Starting with venue, the Court articulated the venue standards arising from 28 U.S.C. § 1400(b) and the burden placed on the plaintiff.  Because Celgene did not argue that the Mulan defendants resided in New Jersey, the arguments centered on whether Celgene's evidence sufficiently demonstrated that the domestic entities "committed acts of infringement" in New Jersey.  Looking to Valeant v. Mylan, 978 F.3d 1374, 1381-83 (Fed. Cir. 2020), the Court reiterated that "it is the submission of the ANDA and only the submission that constitutes an act of infringement in this context."  (Slip Op. at 9).  The Court noted that venue could not be shown through reliance on future contemplated conduct.

Celgene offered two primary arguments to support New Jersey venue: (1) the nationwide effect of an ANDA filing and (2) the fact that Mylan sent a notice letter to Celgene's New Jersey office.  The Court (like the district court) rejected both.  First, the Court held that Valeant put the nationwide effect of ANDA infringement to bed.  Second, the panel note that the statutory mandate of the Paragraph IV notice letter.  Celgene argued that the notice letter is part and parcel of the ANDA submission and therefore is part of the act of infringement.  The Court disagreed.  Rather, the infringement required under the Hatch-Waxman statute is complete upon submission, and later acts, like the notice letter, do not change the infringement.  The Court also held that Celgene's evidence of contacts with New Jersey were too minimal to support venue. Finally on venue, the Court refused to impute a defunct Mylan company's offices as venue support for use against the Mylan domestic entities under an alter ego theory.  The Court noted that while there was evidence of ownership, there was no evidence showing a lack of corporate separateness that would impute New Jersey residence to the domestic entities.  (Slip Op. at 22).

The Court then affirmed the district court's determination that the complaint failed to state a claim against Mylan N.V.  The opinion framed the question as whether Celgene had sufficiently pled facts demonstrating that (1) Mylan N.V. was actively involved in the ANDA filing or (2) whether MPI (the ANDA filer) acted as Mylan N.V.'s alter ego.  The Court rejected both challenges.  In short, none of Celgene's evidence demonstrated that the foreign entity had acted in the preparation or filing of the ANDA.  With respect to the alter ego allegations, the Court held that the conclusory assertions in the complaint of control were simply too thin to bring Mylan N.V. to court.
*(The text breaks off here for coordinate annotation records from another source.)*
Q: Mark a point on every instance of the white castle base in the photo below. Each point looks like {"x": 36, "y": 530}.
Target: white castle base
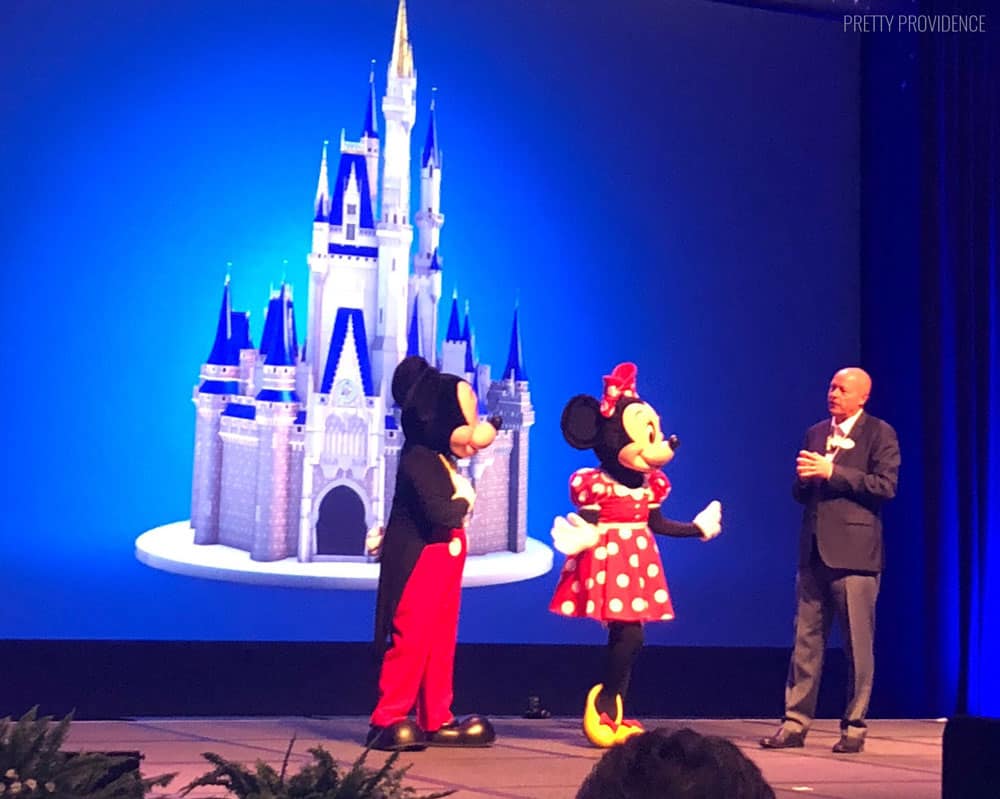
{"x": 171, "y": 548}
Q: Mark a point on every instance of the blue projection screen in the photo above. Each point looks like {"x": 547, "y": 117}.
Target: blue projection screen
{"x": 674, "y": 184}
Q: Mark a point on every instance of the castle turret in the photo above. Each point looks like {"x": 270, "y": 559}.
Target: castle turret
{"x": 510, "y": 398}
{"x": 454, "y": 347}
{"x": 425, "y": 284}
{"x": 220, "y": 380}
{"x": 369, "y": 139}
{"x": 319, "y": 263}
{"x": 278, "y": 473}
{"x": 395, "y": 234}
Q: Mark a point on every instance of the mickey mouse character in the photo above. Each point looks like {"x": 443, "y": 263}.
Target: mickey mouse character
{"x": 422, "y": 555}
{"x": 613, "y": 571}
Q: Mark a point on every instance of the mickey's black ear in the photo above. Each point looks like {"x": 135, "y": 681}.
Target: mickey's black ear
{"x": 409, "y": 371}
{"x": 581, "y": 421}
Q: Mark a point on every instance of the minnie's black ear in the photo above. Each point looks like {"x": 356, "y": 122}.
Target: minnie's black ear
{"x": 581, "y": 421}
{"x": 406, "y": 376}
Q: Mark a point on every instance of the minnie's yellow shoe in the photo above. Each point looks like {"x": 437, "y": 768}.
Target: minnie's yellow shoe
{"x": 600, "y": 729}
{"x": 626, "y": 729}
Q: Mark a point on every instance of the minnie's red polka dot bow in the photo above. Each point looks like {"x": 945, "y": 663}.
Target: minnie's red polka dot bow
{"x": 620, "y": 383}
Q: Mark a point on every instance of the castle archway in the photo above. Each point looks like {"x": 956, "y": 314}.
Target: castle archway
{"x": 340, "y": 524}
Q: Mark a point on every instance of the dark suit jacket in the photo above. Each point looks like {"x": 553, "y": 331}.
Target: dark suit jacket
{"x": 844, "y": 513}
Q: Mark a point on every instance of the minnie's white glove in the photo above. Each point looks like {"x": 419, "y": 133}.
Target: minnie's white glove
{"x": 463, "y": 488}
{"x": 709, "y": 521}
{"x": 573, "y": 534}
{"x": 373, "y": 541}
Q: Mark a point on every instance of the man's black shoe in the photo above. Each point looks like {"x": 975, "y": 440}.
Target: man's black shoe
{"x": 849, "y": 745}
{"x": 784, "y": 739}
{"x": 470, "y": 731}
{"x": 400, "y": 736}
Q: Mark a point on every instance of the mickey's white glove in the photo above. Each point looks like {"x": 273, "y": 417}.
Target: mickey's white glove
{"x": 463, "y": 489}
{"x": 373, "y": 541}
{"x": 709, "y": 521}
{"x": 573, "y": 534}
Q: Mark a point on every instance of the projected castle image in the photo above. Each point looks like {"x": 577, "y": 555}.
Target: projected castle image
{"x": 296, "y": 445}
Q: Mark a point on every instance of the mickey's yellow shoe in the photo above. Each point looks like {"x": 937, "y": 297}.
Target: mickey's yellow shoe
{"x": 600, "y": 729}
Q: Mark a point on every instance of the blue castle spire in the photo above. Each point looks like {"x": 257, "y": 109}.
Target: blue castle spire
{"x": 225, "y": 350}
{"x": 454, "y": 330}
{"x": 431, "y": 156}
{"x": 470, "y": 361}
{"x": 278, "y": 343}
{"x": 371, "y": 113}
{"x": 515, "y": 361}
{"x": 413, "y": 337}
{"x": 322, "y": 201}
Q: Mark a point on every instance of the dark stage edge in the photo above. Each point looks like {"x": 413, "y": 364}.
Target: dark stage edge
{"x": 117, "y": 679}
{"x": 532, "y": 759}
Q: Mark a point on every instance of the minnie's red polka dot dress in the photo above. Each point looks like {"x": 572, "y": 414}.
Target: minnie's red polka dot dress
{"x": 621, "y": 577}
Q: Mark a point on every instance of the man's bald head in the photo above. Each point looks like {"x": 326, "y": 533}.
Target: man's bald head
{"x": 848, "y": 392}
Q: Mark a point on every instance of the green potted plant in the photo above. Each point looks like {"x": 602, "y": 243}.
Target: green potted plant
{"x": 33, "y": 765}
{"x": 319, "y": 779}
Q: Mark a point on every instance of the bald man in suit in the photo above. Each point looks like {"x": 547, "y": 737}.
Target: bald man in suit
{"x": 847, "y": 469}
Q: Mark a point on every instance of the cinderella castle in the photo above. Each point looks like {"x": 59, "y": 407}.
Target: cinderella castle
{"x": 296, "y": 446}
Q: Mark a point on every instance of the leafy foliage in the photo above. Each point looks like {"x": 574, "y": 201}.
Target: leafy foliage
{"x": 33, "y": 765}
{"x": 320, "y": 779}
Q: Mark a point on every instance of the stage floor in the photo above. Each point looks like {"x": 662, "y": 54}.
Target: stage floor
{"x": 531, "y": 759}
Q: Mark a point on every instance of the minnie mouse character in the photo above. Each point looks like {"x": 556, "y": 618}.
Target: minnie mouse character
{"x": 613, "y": 571}
{"x": 422, "y": 554}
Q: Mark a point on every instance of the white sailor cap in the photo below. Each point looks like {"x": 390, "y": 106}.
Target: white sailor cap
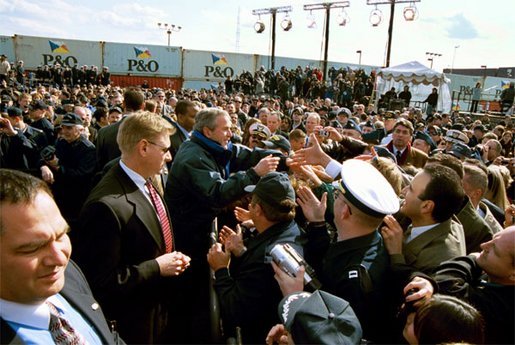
{"x": 366, "y": 188}
{"x": 455, "y": 136}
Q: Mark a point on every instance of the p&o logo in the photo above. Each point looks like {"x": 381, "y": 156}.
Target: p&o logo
{"x": 141, "y": 63}
{"x": 217, "y": 70}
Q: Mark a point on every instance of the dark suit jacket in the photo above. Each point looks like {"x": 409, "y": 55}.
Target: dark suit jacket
{"x": 118, "y": 239}
{"x": 176, "y": 140}
{"x": 107, "y": 147}
{"x": 428, "y": 250}
{"x": 476, "y": 229}
{"x": 489, "y": 219}
{"x": 77, "y": 292}
{"x": 410, "y": 155}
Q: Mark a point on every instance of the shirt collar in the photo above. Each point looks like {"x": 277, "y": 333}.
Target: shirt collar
{"x": 419, "y": 230}
{"x": 134, "y": 176}
{"x": 34, "y": 315}
{"x": 183, "y": 130}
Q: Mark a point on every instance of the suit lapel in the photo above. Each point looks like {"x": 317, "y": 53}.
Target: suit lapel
{"x": 142, "y": 206}
{"x": 415, "y": 246}
{"x": 89, "y": 309}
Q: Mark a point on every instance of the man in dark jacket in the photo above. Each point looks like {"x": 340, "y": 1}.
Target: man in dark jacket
{"x": 208, "y": 174}
{"x": 72, "y": 168}
{"x": 492, "y": 293}
{"x": 20, "y": 143}
{"x": 356, "y": 266}
{"x": 246, "y": 288}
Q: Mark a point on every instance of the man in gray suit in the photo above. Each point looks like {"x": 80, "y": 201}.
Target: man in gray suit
{"x": 125, "y": 241}
{"x": 433, "y": 196}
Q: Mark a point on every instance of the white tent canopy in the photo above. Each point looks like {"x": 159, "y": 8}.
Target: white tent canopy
{"x": 419, "y": 78}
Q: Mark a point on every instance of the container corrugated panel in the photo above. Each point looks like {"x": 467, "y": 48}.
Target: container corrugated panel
{"x": 142, "y": 59}
{"x": 200, "y": 84}
{"x": 289, "y": 63}
{"x": 161, "y": 82}
{"x": 35, "y": 51}
{"x": 210, "y": 66}
{"x": 7, "y": 47}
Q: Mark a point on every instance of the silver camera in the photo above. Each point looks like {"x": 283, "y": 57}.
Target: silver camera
{"x": 289, "y": 260}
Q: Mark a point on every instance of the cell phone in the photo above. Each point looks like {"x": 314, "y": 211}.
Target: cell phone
{"x": 322, "y": 133}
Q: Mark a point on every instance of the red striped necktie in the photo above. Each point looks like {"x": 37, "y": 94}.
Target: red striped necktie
{"x": 166, "y": 226}
{"x": 61, "y": 330}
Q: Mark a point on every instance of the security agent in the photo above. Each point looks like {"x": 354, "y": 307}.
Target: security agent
{"x": 246, "y": 288}
{"x": 36, "y": 269}
{"x": 317, "y": 318}
{"x": 356, "y": 266}
{"x": 71, "y": 172}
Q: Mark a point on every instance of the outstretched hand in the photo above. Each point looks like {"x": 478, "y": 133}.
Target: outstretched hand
{"x": 313, "y": 155}
{"x": 313, "y": 209}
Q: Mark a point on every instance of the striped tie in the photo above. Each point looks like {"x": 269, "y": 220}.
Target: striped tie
{"x": 61, "y": 330}
{"x": 166, "y": 227}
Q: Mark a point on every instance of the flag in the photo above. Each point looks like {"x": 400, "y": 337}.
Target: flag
{"x": 219, "y": 59}
{"x": 142, "y": 53}
{"x": 58, "y": 47}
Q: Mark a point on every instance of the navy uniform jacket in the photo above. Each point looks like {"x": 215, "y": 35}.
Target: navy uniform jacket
{"x": 106, "y": 145}
{"x": 247, "y": 291}
{"x": 72, "y": 184}
{"x": 47, "y": 127}
{"x": 21, "y": 151}
{"x": 76, "y": 291}
{"x": 355, "y": 270}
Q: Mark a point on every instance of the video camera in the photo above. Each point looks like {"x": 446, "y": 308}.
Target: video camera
{"x": 287, "y": 258}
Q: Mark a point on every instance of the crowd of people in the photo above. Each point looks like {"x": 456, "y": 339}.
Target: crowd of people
{"x": 55, "y": 75}
{"x": 344, "y": 85}
{"x": 175, "y": 201}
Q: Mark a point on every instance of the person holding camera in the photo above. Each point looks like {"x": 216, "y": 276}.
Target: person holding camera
{"x": 20, "y": 144}
{"x": 244, "y": 276}
{"x": 356, "y": 266}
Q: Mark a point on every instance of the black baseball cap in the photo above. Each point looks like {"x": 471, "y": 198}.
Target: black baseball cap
{"x": 273, "y": 188}
{"x": 319, "y": 318}
{"x": 71, "y": 119}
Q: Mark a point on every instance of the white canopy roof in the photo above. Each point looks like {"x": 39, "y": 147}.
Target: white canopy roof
{"x": 413, "y": 72}
{"x": 419, "y": 78}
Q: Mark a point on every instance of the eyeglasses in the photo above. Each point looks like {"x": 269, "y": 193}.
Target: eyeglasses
{"x": 163, "y": 148}
{"x": 338, "y": 194}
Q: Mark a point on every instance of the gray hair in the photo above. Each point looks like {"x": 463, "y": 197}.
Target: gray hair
{"x": 207, "y": 118}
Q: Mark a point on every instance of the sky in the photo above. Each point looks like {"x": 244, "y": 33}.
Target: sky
{"x": 467, "y": 33}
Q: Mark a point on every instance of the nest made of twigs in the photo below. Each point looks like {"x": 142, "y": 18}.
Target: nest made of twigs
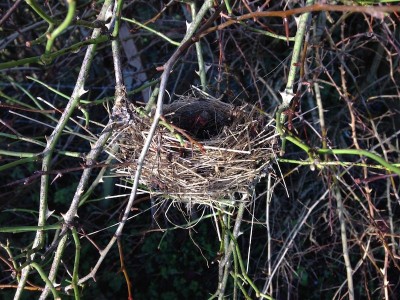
{"x": 204, "y": 150}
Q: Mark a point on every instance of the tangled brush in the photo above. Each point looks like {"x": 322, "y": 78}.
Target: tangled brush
{"x": 203, "y": 149}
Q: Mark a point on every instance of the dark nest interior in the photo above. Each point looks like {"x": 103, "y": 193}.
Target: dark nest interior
{"x": 203, "y": 149}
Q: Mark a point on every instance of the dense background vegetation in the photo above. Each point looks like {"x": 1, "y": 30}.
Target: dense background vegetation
{"x": 323, "y": 225}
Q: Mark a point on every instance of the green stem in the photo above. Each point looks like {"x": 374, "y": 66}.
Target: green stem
{"x": 47, "y": 58}
{"x": 311, "y": 152}
{"x": 67, "y": 21}
{"x": 118, "y": 19}
{"x": 75, "y": 276}
{"x": 20, "y": 229}
{"x": 40, "y": 12}
{"x": 45, "y": 279}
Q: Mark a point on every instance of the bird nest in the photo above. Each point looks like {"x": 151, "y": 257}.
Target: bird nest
{"x": 202, "y": 150}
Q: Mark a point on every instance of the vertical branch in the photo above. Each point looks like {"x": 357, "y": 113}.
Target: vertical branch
{"x": 186, "y": 42}
{"x": 199, "y": 52}
{"x": 288, "y": 93}
{"x": 48, "y": 155}
{"x": 349, "y": 269}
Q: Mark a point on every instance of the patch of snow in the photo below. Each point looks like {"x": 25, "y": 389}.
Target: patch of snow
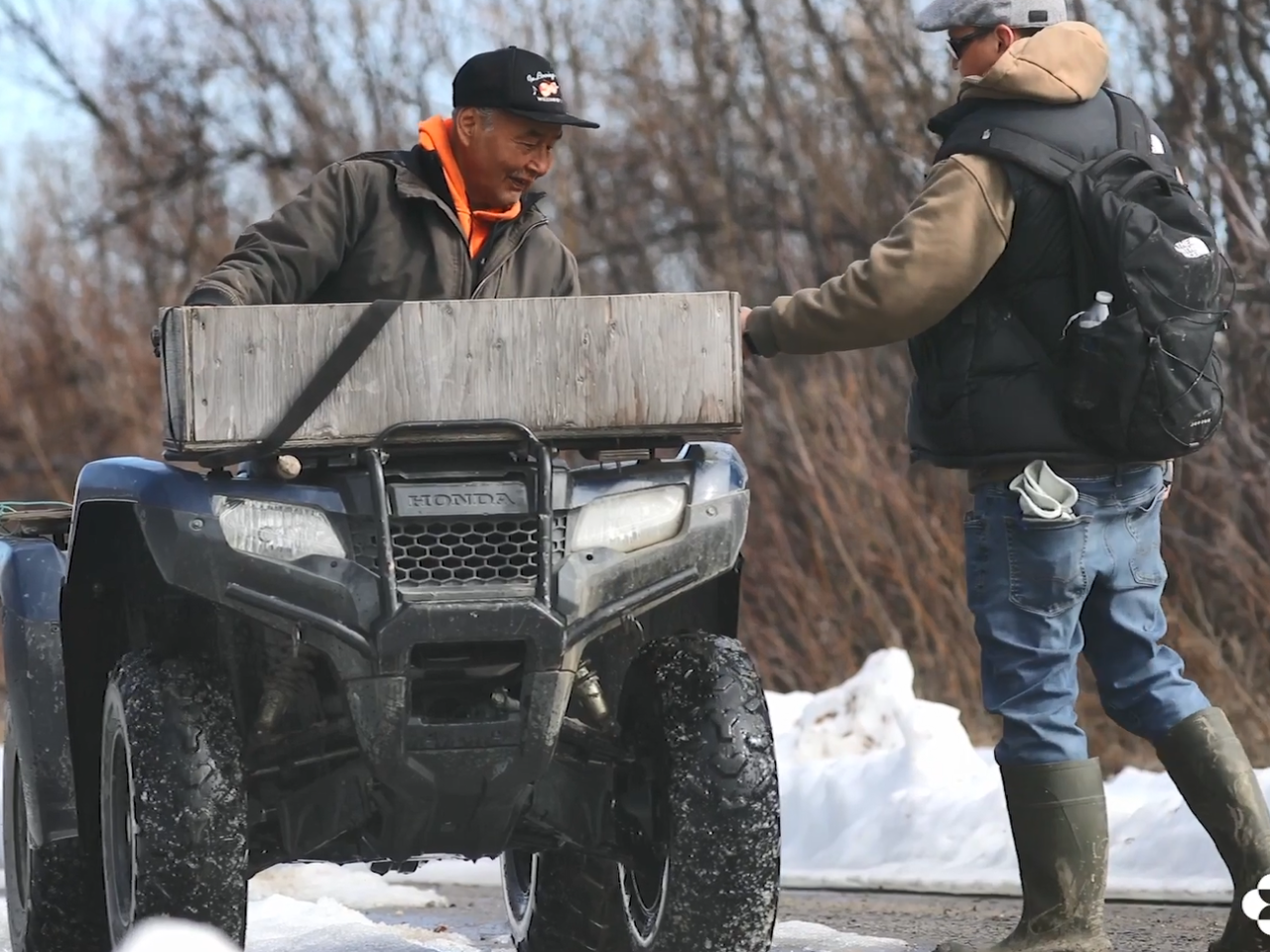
{"x": 285, "y": 924}
{"x": 451, "y": 873}
{"x": 801, "y": 936}
{"x": 352, "y": 885}
{"x": 881, "y": 789}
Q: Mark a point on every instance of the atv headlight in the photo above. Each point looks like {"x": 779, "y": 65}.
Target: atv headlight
{"x": 629, "y": 521}
{"x": 276, "y": 530}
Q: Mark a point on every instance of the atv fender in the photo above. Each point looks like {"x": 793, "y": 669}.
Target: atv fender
{"x": 31, "y": 583}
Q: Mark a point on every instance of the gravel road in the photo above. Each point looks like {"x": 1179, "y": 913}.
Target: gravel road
{"x": 921, "y": 920}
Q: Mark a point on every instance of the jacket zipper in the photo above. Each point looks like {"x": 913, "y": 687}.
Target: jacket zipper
{"x": 508, "y": 255}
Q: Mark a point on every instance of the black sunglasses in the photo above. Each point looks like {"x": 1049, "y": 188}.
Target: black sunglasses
{"x": 959, "y": 45}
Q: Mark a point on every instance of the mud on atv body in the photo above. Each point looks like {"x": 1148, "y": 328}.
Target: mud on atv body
{"x": 463, "y": 649}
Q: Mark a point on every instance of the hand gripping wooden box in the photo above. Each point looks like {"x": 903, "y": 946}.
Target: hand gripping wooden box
{"x": 571, "y": 370}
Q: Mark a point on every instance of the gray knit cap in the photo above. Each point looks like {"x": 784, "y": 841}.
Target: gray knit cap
{"x": 947, "y": 14}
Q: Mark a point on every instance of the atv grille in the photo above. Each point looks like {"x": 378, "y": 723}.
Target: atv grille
{"x": 465, "y": 552}
{"x": 444, "y": 553}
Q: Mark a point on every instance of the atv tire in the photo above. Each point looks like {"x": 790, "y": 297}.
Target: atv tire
{"x": 701, "y": 806}
{"x": 173, "y": 798}
{"x": 563, "y": 901}
{"x": 54, "y": 892}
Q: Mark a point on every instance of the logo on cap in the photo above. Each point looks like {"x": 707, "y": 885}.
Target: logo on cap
{"x": 547, "y": 86}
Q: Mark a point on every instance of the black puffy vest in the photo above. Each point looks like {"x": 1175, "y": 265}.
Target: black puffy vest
{"x": 982, "y": 393}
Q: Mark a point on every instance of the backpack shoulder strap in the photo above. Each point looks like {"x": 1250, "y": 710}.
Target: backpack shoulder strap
{"x": 978, "y": 135}
{"x": 1040, "y": 158}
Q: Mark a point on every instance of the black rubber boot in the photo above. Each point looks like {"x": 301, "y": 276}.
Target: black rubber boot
{"x": 1213, "y": 774}
{"x": 1058, "y": 817}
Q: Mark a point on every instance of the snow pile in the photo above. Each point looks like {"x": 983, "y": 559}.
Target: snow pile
{"x": 883, "y": 789}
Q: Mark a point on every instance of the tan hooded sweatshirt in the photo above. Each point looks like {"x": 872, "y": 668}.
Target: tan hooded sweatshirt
{"x": 953, "y": 231}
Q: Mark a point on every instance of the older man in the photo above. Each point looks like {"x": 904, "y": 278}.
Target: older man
{"x": 449, "y": 218}
{"x": 980, "y": 270}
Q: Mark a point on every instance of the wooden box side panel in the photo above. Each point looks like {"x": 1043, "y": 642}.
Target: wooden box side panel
{"x": 595, "y": 365}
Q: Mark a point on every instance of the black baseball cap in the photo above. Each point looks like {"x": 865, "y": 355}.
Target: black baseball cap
{"x": 516, "y": 81}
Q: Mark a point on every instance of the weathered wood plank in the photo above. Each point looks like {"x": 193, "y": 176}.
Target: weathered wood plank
{"x": 666, "y": 365}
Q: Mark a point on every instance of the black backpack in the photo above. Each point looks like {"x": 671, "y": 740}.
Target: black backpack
{"x": 1147, "y": 382}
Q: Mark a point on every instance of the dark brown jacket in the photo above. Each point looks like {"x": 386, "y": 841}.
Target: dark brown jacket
{"x": 380, "y": 225}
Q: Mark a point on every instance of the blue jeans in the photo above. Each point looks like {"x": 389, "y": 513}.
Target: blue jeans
{"x": 1042, "y": 594}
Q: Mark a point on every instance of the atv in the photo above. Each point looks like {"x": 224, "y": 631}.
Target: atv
{"x": 474, "y": 644}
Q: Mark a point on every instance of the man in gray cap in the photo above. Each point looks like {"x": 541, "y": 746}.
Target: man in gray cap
{"x": 982, "y": 268}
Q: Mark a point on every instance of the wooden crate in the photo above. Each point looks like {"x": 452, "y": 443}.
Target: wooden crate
{"x": 579, "y": 367}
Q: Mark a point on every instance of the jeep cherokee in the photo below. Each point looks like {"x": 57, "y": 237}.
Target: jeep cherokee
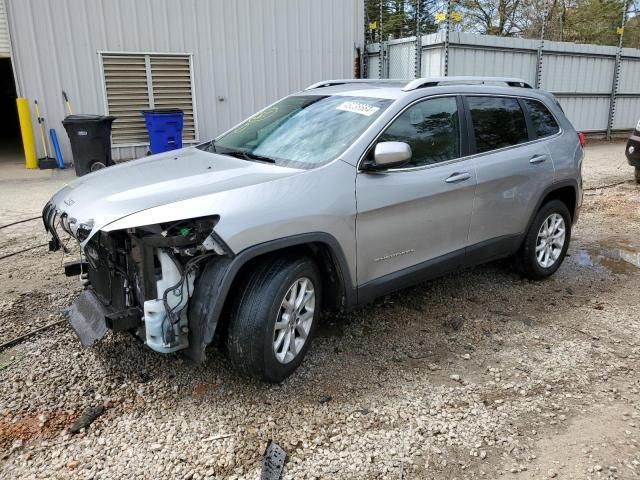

The key takeaways from the Celgene  case are that (1) it is the ANDA submission that is the focal point of the venue analysis in the Hatch-Waxman context for domestic entities, (2) an after-submission notice letter sent to the jurisdiction will be insufficient to establish venue, and (3) complaint against foreign entities must include a clear indication through plausible pleadings that the company has had actual involvement in the preparation and submission of the ANDA.